I can't find the value of being alive
Nice to meet you, please.
I'm quick to lie about even the smallest things.
Even if I want to stop, I don't have confidence in myself, so I can't even talk to people if I don't lie to myself.
What's more, I quickly disliked my job, and they just lied and explained to my parents who live with me that it was because there was a problem with the company.
If I don't get a job again, I'll be interviewed, but recently I wasn't able to do it.
Even though I've never been in a proper relationship with someone of the opposite sex until now, my ideals are high, so even if I ask parents I haven't seen them to set up a matchmaking seat, I don't like it as soon as I see my partner.

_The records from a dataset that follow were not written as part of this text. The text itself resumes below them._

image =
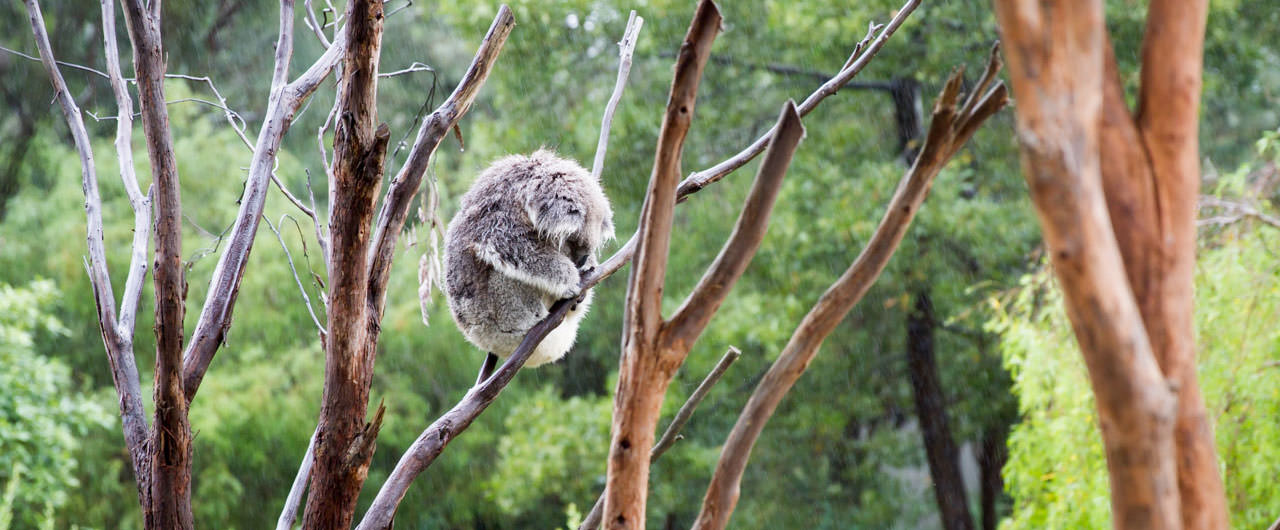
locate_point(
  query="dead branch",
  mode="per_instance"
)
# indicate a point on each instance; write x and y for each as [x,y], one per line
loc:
[283,104]
[300,484]
[1056,63]
[400,193]
[626,48]
[946,135]
[117,330]
[433,441]
[691,318]
[672,433]
[709,176]
[343,441]
[647,366]
[170,437]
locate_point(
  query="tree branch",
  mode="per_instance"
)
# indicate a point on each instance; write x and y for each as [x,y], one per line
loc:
[282,106]
[117,333]
[1056,64]
[170,435]
[709,176]
[645,368]
[406,183]
[672,433]
[946,135]
[432,442]
[343,441]
[626,48]
[691,318]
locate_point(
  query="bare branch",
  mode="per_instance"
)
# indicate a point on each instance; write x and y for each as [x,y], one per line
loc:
[314,24]
[705,177]
[940,145]
[433,441]
[626,48]
[411,68]
[117,334]
[60,63]
[691,318]
[343,444]
[402,188]
[300,484]
[282,106]
[288,256]
[672,433]
[645,366]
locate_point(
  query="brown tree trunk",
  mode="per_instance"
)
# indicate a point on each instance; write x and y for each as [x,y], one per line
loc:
[1116,196]
[931,409]
[344,443]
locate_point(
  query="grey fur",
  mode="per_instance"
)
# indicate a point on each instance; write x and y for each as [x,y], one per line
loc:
[522,237]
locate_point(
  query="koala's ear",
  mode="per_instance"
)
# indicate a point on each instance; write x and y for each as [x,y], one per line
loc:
[556,218]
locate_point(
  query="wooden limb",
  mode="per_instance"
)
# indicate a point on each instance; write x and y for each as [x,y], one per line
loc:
[300,484]
[433,441]
[647,366]
[1056,64]
[672,433]
[1168,118]
[343,441]
[170,434]
[691,318]
[117,334]
[402,188]
[941,142]
[282,106]
[700,179]
[626,48]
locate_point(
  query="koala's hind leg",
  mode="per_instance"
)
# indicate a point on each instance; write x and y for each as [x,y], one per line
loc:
[490,364]
[531,261]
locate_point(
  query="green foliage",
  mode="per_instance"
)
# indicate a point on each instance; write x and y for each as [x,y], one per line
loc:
[42,416]
[1056,473]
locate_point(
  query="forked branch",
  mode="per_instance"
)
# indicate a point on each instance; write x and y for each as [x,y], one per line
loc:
[946,135]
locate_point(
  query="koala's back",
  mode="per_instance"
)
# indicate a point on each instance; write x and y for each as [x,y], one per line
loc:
[497,224]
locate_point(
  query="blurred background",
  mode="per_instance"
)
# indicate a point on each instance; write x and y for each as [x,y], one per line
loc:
[965,309]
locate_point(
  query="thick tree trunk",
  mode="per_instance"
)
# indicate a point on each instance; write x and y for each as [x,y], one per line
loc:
[931,409]
[344,443]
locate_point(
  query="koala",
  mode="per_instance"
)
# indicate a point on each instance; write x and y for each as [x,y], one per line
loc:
[524,236]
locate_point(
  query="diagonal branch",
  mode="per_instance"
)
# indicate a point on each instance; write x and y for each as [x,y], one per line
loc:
[941,142]
[691,318]
[402,188]
[433,441]
[283,104]
[645,368]
[626,49]
[709,176]
[672,433]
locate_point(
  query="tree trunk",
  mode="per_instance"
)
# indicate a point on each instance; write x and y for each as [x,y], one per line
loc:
[992,455]
[932,411]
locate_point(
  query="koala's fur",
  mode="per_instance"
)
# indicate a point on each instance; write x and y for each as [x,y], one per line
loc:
[524,234]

It makes me feel humble that my partner won't like me this way either. I had a past where I had plastic surgery because I didn't have confidence in myself and wanted to change quickly, and there were times when I was in trouble with funds and worked in a sex industry.
Because of that, my personality is crooked, I don't have any friends because I'm not good at socializing, I'm a high school graduate, I don't have any qualifications, and if my partner seems to have a lot of friends at the matchmaking table, I don't think it's good to feel a difference at that point.
I grew up in a mother and child family, and even though I had to protect my mother, I spent all my worries and even splurging money, and even got into debt of about 3 million to my parents.
Even so, I sleep during the day and don't do housework.
It's bothersome, sluggish, and empty because they want to die, and when warned by their parents, they silence their intimidating attitude by saying words rather than apologizing.
Even if I think I should die, I can't die because I'm afraid of pain.
Typing this sentence makes me want to die, but I'm scared to die just one step away from the veranda.
I just can't find the value of living.
Parents are important. even though they're worried about me.
If I don't have any parents and am lonely for the rest of my life, I'll get the job I live for that day, and even though I don't have to worry about the future, I don't think anyone will be bothered by my death even though I can't do anything, and I'm worried about what will happen to my parents after I die. even though I'm bothering you a lot.
I'm completely escaping reality.
Please tell me how I should feel from now on, as I don't even have the courage to die.
My ideal now is to at least live and work while my parents are alive, pay off my debts, take care of my old age, and die when I finish my parents' funeral.
I think I should do it without permission, but I want to be prepared and live until my parents die to return the favor, so please let me hear your thoughts. I want to be kind to my parents. please.